Apavorado viu o vulto escuro do perseguidor entrar em seu quarto, quis gritar mas a voz não saiu. Em pensamento rezou pedindo ajuda de Je­sus. Imediatamente apareceu no quarto uma luz clara e em seguida o Dr. Camargo entrou. Seus olhos brilhavam como faróis acesos. Vendo-o, o vul­to escuro encolheu-se a um canto enquanto a um gesto do Dr. Camargo duas pessoas que estavam atrás dele aproximaram-se do vulto, seguraram-no e levaram-no.

Gabriel respirou aliviado. O Dr. Camargo aproximou-se dele e colo­cou a mão sobre sua testa, dizendo:

— Tudo está bem agora. Continue orando com fé. Nós estamos aju­dando vocês.

Ansioso, Gabriel pensou na mãe, e antes que formulasse qualquer per­gunta o espírito disse:

— Ela está protegida. Confie.

Ele desapareceu e Gabriel finalmente conseguiu mexer o corpo. Le­vantou-se de um salto. Seu corpo estava coberto de suor. Foi à copa, to­mou um copo de água e respirou fundo.

Tinha certeza de que fora mesmo o Dr. Camargo que estivera ali. Ele lhe disse que sua mãe estava protegida. Respirou aliviada. Naquele momento sentiu que nada de mal aconteceria a ela. Comovido, levou seu pen­samento a Deus em agradecimento.

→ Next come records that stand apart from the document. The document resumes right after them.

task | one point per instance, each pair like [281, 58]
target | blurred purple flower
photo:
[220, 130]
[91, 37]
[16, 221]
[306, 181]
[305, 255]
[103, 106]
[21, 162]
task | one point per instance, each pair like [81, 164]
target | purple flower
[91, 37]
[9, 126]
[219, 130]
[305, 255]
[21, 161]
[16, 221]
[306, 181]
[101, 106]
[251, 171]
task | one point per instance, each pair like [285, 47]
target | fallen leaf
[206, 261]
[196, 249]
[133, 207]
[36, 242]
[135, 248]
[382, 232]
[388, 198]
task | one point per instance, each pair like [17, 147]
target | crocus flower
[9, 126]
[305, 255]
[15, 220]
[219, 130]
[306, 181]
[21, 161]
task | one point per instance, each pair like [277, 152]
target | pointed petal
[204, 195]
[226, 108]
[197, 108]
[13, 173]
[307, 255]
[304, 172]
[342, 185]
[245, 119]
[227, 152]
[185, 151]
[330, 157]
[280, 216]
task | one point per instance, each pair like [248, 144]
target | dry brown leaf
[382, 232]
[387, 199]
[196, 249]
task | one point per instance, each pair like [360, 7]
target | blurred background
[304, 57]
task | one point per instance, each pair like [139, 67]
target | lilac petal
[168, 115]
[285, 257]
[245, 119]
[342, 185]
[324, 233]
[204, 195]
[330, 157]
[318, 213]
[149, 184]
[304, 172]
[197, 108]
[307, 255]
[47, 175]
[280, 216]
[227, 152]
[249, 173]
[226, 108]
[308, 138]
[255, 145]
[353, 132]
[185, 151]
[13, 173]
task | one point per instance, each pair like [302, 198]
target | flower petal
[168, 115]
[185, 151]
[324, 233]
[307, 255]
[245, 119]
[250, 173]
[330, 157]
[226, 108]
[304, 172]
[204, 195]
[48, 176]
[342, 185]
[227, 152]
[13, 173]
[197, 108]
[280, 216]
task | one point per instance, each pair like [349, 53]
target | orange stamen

No dia seguinte logo cedo ligou para Lanira e contou-lhe o sonho e finalizou:

— Sinto-me aliviado. Tenho certeza de que nada de mal acontece­rá com mamãe.

— Ele poderia ter dito onde eles estavam.

— Não creio. Ajudar de fato é difícil. Depois, a vida tem seus pró­prios meios. Eles sabem que intervir em muitos casos pode piorar o pro­cesso. Por isso só o fazem quando têm permissão dos superiores. Mas ele nos garantiu ajuda e proteção. Para mim é suficiente.